Netflix erhöht in den Vereinigten Staaten nach nur 14 Monaten erneut die Preise. Noch hat der Konzern den Schritt nicht offiziell gemacht, doch auf den Support-Seiten findet sich bereits jetzt die neue Preisstruktur für den US-Markt. Gegenüber US-Medien bestätigten Pressevertreter den Preisanstieg auf Anfrage. Deutschland und Europa dürften wie immer im weiteren Jahresverlauf folgen.

Ab sofort verlangt Netflix laut Android Authority für das günstigste Abonnement in den USA 8,99 US-Dollar (etwa 8 Euro) und erhöht den Preis für die durch Werbeeinblendungen mitfinanzierte Version seines Streaming-Angebots somit um einen Dollar (etwa 1 Euro). Zur Erinnerung: Netflix hatte den Basis-Plan mit Werbung im Herbst 2022 zum Preis von 6,99 Dollar (etwa 6 Euro) eingeführt.

Premium-Abo künftig für 27 Dollar

Auch die anderen Varianten werden teurer. Die werbefreie Version von Netflix kostet künftig zwei Dollar (etwa 2 Euro) mehr und somit 19,99 Dollar (etwa 18 Euro). Die Premium-Version, die mit 4K-Support, Spatial-Audio und der Möglichkeit, Netflix-Inhalte auf vier Geräten gleichzeitig wiederzugeben, aufwartet, wird ebenfalls zwei Dollar (etwa 2 Euro) teurer und kostet daher nun 26,99 Dollar (etwa 25 Euro).

Wer seinem Abonnement einen weiteren User hinzufügen will, muss ebenfalls mehr zahlen.

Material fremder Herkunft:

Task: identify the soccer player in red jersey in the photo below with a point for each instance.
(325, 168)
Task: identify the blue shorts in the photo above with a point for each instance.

Im Fall der Version mit Werbung werden 7,99 Dollar (etwa 7 Euro) pro Monat zusätzlich fällig, während bei den werbefreien Abos jeweils 9,99 Dollar (etwa 9 Euro) mehr anfallen. In den USA sollen die geänderten Preise innerhalb der nächsten Wochen für die bestehenden Nutzer eingeführt und ab dem nächsten Abrechnungszyklus fällig werden.

Netflix-Sprecher begründeten den Schritt damit, dass die höheren Preise die "Verbesserungen des breiten Unterhaltungsangebots und die Qualität des Diensts widerspiegeln" sollen. Mit den steigenden Einnahmen aus den Abonnements seiner Nutzer finanziert Netflix neben klassischen Serien- und Filmproduktionen zunehmend auch den Erwerb von Rechten für bestimmte Sportveranstaltungen oder Ligen sowie Reality-TV-Shows.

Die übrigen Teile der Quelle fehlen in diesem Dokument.